LinuxLists.cc - [git pull] drm patches for 2.6.27-rc1

2008-10-17 21:29:50

Subject: [git pull] drm patches for 2.6.27-rc1

by Thomas Hellström

[permalink] [raw]

Subject: Re: [git pull] drm patches for 2.6.27-rc1

Linus Torvalds wrote:
> On Sat, 18 Oct 2008, Keith Packard wrote:
>
>> The basic plan is to have four new functions (yes, I'm making up names
>> here):
>>
>> struct io_mapping *io_reserve_pci_resource(struct pci_dev *dev,
>> int bar,
>> int prot);
>> void io_mapping_free(struct io_mapping *mapping);
>>
>> void *io_map_atomic(struct io_mapping *mapping, unsigned long pfn);
>> void io_unmap_atomic(struct io_mapping *mapping, unsigned long pfn);
>>
>
> The important thing is that mappings need to be per-CPU, so the above may
> work, but only if it's designed so that "io_reserve_pci_resource()" will
> actually reserve space for 'nr_possible_cpu' page mappings, and then the
> "io_[un]map_atomic()" functions do per-CPU mappings.
>
> Anything else is a disaster, because anything else implies TLB shootdown.
>
> And quite frankly, even so, we'd possibly still be _better_ off with just
> exposing the "kmap_atomic_pfn()" functionality even so. Because quite
> frankly, your "io_reserve_pci_resource()" infrastructure is going to
> inevitably be more complex and slower than the rather efficient
> kmap_atomic_pfn() thing we have.
>
> [ The *non-atomic* kmap() functions are fairly high-overhead, in that they
> want to keep track of cached mappings and remember page addresses etc.
> So those are the ones we don't want to support for non-HIGHMEM setups.
>
> But the atomic kmaps are pretty simple, and really only need some
> trivial FIXMAP support. We could easily extend it for x86-64, methinks,
> and do it for x86-32 even when we don't do HIGHMEM.
>
> Ingo? ]
>
> One small detail: our we currently have "kmap_atomic_pfn()" and
> "kmap_atomic_prot()", and we really should maek the fundamental core
> operation be "kmap_atomic_pfn_prot()", and have everything be done in
> terms of that.
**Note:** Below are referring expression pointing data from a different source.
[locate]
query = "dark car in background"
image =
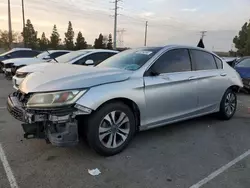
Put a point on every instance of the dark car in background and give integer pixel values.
(10, 66)
(242, 66)
(17, 53)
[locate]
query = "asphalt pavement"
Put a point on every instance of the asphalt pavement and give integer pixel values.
(174, 156)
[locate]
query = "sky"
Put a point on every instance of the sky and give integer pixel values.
(169, 21)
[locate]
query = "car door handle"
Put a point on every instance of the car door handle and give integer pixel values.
(192, 78)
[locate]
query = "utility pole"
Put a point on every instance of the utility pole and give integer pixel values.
(203, 34)
(146, 33)
(120, 33)
(23, 14)
(23, 20)
(10, 28)
(115, 21)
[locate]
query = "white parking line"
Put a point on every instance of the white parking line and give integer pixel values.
(220, 170)
(7, 168)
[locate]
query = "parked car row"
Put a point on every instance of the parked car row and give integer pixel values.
(120, 94)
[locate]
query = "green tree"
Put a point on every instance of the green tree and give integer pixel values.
(80, 42)
(54, 38)
(99, 42)
(242, 41)
(43, 42)
(69, 37)
(4, 38)
(110, 42)
(29, 35)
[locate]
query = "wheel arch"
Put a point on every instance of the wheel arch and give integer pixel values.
(130, 103)
(235, 88)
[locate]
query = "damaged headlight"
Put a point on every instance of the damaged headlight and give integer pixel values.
(55, 99)
(21, 74)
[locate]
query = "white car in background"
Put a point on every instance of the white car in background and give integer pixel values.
(11, 65)
(89, 57)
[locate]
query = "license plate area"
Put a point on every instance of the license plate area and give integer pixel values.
(31, 118)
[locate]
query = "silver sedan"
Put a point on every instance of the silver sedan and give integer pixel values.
(137, 89)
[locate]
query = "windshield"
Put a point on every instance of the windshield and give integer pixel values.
(130, 59)
(244, 63)
(5, 53)
(42, 55)
(71, 56)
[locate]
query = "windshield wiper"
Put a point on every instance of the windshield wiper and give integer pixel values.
(52, 57)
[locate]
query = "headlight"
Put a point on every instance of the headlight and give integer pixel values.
(21, 74)
(55, 99)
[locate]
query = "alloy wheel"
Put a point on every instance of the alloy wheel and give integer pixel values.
(114, 129)
(230, 104)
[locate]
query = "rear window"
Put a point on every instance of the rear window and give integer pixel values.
(219, 63)
(203, 60)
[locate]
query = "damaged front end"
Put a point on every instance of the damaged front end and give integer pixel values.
(57, 125)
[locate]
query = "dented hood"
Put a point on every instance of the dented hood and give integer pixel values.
(66, 77)
(40, 67)
(23, 61)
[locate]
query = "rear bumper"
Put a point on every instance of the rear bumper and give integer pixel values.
(58, 126)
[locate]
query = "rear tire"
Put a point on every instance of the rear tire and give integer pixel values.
(228, 105)
(111, 128)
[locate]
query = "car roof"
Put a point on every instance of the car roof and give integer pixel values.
(53, 51)
(99, 50)
(15, 49)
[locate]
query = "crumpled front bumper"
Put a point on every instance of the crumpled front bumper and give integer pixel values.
(246, 83)
(59, 126)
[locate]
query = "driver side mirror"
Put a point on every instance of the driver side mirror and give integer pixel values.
(46, 58)
(151, 72)
(8, 56)
(89, 62)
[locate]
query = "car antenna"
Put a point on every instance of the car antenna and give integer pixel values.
(53, 57)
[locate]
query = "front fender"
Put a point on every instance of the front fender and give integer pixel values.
(132, 89)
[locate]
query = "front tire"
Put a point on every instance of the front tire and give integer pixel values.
(228, 105)
(111, 128)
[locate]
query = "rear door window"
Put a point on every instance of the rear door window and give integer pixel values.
(202, 60)
(177, 60)
(57, 54)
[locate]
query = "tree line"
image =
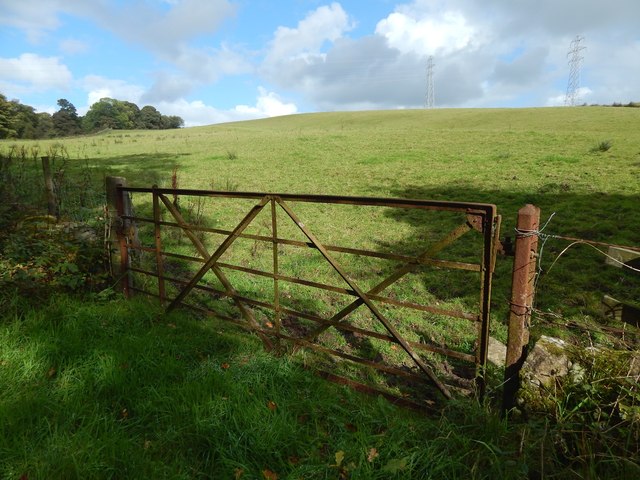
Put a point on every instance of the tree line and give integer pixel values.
(21, 121)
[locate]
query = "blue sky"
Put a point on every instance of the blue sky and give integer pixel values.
(212, 61)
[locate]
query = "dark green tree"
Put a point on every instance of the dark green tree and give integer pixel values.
(66, 121)
(150, 118)
(45, 128)
(24, 119)
(172, 121)
(6, 115)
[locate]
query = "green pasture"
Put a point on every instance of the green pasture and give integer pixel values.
(107, 389)
(581, 163)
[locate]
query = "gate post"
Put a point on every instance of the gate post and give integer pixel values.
(119, 205)
(522, 292)
(52, 202)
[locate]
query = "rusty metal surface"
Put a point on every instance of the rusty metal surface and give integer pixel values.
(478, 217)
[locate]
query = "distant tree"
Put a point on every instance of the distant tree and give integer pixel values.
(102, 114)
(24, 120)
(130, 114)
(45, 128)
(172, 121)
(66, 121)
(150, 118)
(6, 119)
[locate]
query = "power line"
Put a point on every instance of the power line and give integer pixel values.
(575, 63)
(429, 100)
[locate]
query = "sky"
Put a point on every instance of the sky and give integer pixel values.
(213, 61)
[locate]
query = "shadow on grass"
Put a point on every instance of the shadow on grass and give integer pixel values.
(572, 282)
(140, 170)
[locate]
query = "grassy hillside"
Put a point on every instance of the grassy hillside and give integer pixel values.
(556, 158)
(107, 389)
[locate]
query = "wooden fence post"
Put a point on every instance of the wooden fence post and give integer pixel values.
(119, 205)
(522, 293)
(52, 203)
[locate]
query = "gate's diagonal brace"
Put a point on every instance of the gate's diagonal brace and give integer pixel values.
(211, 260)
(394, 277)
(202, 250)
(365, 299)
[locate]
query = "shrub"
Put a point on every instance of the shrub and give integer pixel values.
(603, 146)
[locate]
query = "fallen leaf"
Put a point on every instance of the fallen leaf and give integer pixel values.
(269, 475)
(373, 453)
(395, 465)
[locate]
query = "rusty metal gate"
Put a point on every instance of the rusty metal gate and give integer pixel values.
(273, 316)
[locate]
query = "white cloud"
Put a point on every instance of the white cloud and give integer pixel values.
(325, 24)
(439, 33)
(269, 104)
(196, 113)
(31, 72)
(98, 87)
(71, 46)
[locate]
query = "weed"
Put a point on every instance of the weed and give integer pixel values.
(603, 146)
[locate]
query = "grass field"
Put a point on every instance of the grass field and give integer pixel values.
(551, 157)
(104, 389)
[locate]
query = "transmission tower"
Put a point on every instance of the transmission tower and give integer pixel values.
(429, 102)
(575, 62)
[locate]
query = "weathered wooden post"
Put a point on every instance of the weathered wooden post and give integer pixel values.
(522, 293)
(118, 206)
(158, 238)
(52, 203)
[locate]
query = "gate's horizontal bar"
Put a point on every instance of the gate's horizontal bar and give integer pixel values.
(473, 267)
(466, 207)
(331, 288)
(340, 325)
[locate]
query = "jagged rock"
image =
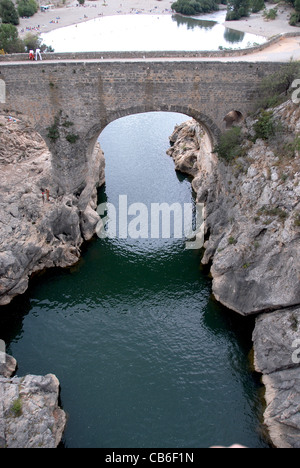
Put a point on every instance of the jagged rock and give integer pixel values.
(8, 365)
(251, 221)
(39, 229)
(252, 227)
(29, 412)
(277, 357)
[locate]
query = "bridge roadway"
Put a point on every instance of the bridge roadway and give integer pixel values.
(79, 96)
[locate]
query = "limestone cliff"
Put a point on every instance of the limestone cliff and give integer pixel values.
(252, 219)
(40, 227)
(29, 413)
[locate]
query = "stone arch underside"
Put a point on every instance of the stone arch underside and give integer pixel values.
(208, 124)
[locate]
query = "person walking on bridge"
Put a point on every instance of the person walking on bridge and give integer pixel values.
(38, 54)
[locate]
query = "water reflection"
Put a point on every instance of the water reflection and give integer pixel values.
(192, 23)
(147, 33)
(232, 36)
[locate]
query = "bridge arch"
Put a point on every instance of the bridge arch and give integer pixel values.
(207, 123)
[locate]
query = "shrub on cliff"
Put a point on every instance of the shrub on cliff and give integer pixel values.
(229, 144)
(276, 88)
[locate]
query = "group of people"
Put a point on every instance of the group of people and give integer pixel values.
(35, 55)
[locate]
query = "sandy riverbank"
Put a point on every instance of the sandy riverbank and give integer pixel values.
(73, 13)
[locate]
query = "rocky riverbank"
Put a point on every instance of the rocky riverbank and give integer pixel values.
(252, 230)
(40, 227)
(29, 413)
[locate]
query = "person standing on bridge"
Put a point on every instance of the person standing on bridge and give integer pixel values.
(38, 54)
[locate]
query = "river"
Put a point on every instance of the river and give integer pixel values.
(145, 355)
(150, 33)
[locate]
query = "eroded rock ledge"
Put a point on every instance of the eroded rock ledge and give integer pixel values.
(29, 413)
(252, 225)
(39, 227)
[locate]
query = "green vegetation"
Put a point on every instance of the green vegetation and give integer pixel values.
(9, 39)
(229, 144)
(16, 407)
(8, 12)
(265, 126)
(194, 7)
(72, 138)
(27, 7)
(257, 5)
(276, 88)
(236, 9)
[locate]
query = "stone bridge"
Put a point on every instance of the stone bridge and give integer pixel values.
(70, 101)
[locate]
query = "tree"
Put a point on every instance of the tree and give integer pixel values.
(257, 5)
(194, 7)
(9, 39)
(237, 9)
(8, 13)
(27, 7)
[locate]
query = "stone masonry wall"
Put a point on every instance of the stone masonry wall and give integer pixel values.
(90, 94)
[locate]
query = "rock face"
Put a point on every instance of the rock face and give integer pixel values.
(29, 413)
(252, 225)
(277, 357)
(40, 227)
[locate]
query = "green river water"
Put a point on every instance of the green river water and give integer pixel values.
(145, 356)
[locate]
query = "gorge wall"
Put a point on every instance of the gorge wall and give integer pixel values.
(39, 228)
(252, 214)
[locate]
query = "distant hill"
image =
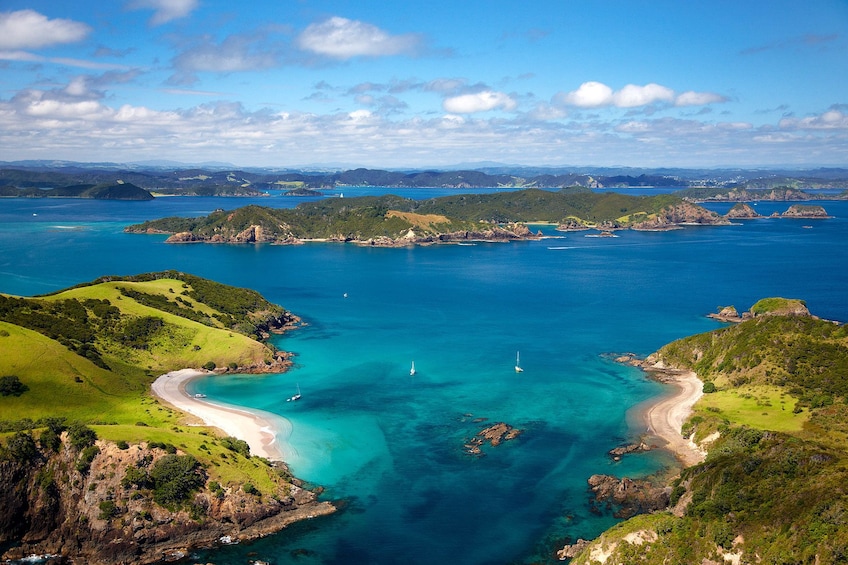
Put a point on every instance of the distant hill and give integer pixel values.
(392, 220)
(102, 191)
(219, 179)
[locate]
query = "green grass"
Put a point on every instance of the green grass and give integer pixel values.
(762, 407)
(187, 343)
(117, 402)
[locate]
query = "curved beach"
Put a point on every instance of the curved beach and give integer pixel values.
(665, 417)
(263, 433)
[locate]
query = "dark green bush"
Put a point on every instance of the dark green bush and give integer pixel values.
(175, 478)
(11, 385)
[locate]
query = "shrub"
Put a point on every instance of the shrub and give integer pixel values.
(10, 385)
(175, 478)
(108, 510)
(81, 436)
(135, 476)
(238, 445)
(50, 440)
(21, 447)
(86, 457)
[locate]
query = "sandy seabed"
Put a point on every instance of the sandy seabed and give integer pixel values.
(665, 417)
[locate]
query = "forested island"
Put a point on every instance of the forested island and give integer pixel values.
(17, 178)
(773, 423)
(102, 191)
(395, 221)
(95, 470)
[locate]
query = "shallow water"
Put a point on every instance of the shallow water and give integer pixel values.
(390, 445)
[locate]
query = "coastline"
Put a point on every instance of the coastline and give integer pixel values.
(664, 417)
(265, 434)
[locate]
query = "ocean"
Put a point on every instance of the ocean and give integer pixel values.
(389, 445)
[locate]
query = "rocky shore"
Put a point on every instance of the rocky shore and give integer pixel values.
(94, 517)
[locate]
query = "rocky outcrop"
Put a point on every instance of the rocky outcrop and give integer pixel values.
(678, 215)
(766, 307)
(627, 497)
(742, 211)
(730, 314)
(572, 549)
(494, 435)
(617, 452)
(802, 211)
(51, 507)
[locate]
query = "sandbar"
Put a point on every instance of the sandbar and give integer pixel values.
(265, 433)
(665, 417)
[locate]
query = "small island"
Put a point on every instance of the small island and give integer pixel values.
(768, 419)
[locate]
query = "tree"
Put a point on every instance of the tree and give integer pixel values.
(81, 436)
(174, 478)
(10, 385)
(22, 447)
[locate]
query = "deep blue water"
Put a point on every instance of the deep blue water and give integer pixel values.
(390, 445)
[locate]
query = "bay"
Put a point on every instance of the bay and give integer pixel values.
(390, 445)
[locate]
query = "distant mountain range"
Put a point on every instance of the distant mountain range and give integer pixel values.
(167, 177)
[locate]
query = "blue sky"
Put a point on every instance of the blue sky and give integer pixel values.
(394, 84)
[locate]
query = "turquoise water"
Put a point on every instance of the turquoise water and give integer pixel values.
(390, 445)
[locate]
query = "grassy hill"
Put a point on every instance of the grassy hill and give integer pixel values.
(89, 354)
(773, 486)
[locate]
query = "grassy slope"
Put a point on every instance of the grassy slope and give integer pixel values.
(189, 343)
(117, 402)
(773, 484)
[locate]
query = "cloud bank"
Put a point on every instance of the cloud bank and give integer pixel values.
(598, 95)
(341, 38)
(27, 29)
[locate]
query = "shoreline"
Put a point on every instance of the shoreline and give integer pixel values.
(266, 434)
(664, 416)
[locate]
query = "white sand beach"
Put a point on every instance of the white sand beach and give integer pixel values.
(665, 418)
(265, 434)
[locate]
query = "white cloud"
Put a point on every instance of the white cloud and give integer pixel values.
(27, 29)
(831, 119)
(597, 95)
(341, 38)
(589, 95)
(478, 102)
(67, 61)
(691, 98)
(633, 96)
(234, 54)
(164, 10)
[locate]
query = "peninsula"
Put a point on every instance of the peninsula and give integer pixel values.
(763, 448)
(108, 474)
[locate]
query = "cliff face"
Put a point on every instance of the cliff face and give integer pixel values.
(50, 507)
(742, 211)
(684, 213)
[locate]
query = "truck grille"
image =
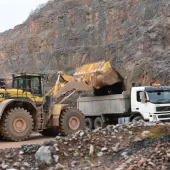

Looking at it, it also looks like kmap_atomic_prot() is
> actually incorrect right now, and doesn't do a "prot" thing for
> non-highmem pages, but just returns "page_address(page);"
>
Actually, a "kmap_atomic_prot_pfn()" has been lurking in the drm repos
for some time now, but hasn't been suggested for upstream. It was
intended for drivers that require quick in-kernel patching of
write-combined io and highmem pages. The latter is a common situation
for PCIE graphics devices with their own MMU, so IMHO an exported
kmap_atomic_pfn_prot() would be a big help in such cases.

/Thomas

> Linus
>
> -------------------------------------------------------------------------
> This SF.Net email is sponsored by the Moblin Your Move Developer's challenge
> Build the coolest Linux based applications with Moblin SDK & win great prizes
> Grand prize is a trip for two to an Open Source event anywhere in the world
> http://moblin-contest.org/redirect.php?banner_id=100&url=/
> --
> _______________________________________________
> Dri-devel mailing list
> [email protected]
> https://lists.sourceforge.net/lists/listinfo/dri-devel
>

2008-10-18 20:21:15

On Sat, 2008-10-18 at 22:37 +0200, Ingo Molnar wrote:

> But i think the direction of the new GEM code is subtly wrong here,
> because it tries to manage memory even on 64-bit systems. IMO it should
> just map the _whole_ graphics aperture (non-cached) and be done with it.
> There's no faster method at managing pages than the CPU doing a TLB fill
> from pagetables.

Yeah, we're stuck thinking that we "can't" map the aperture because it's
too large, but with a 64-bit kernel, we should be able to keep it mapped
permanently.

Of course, the io_reserve_pci_resource and io_map_atomic functions could
do precisely that, as kmap_atomic does on non-HIGHMEM systems today.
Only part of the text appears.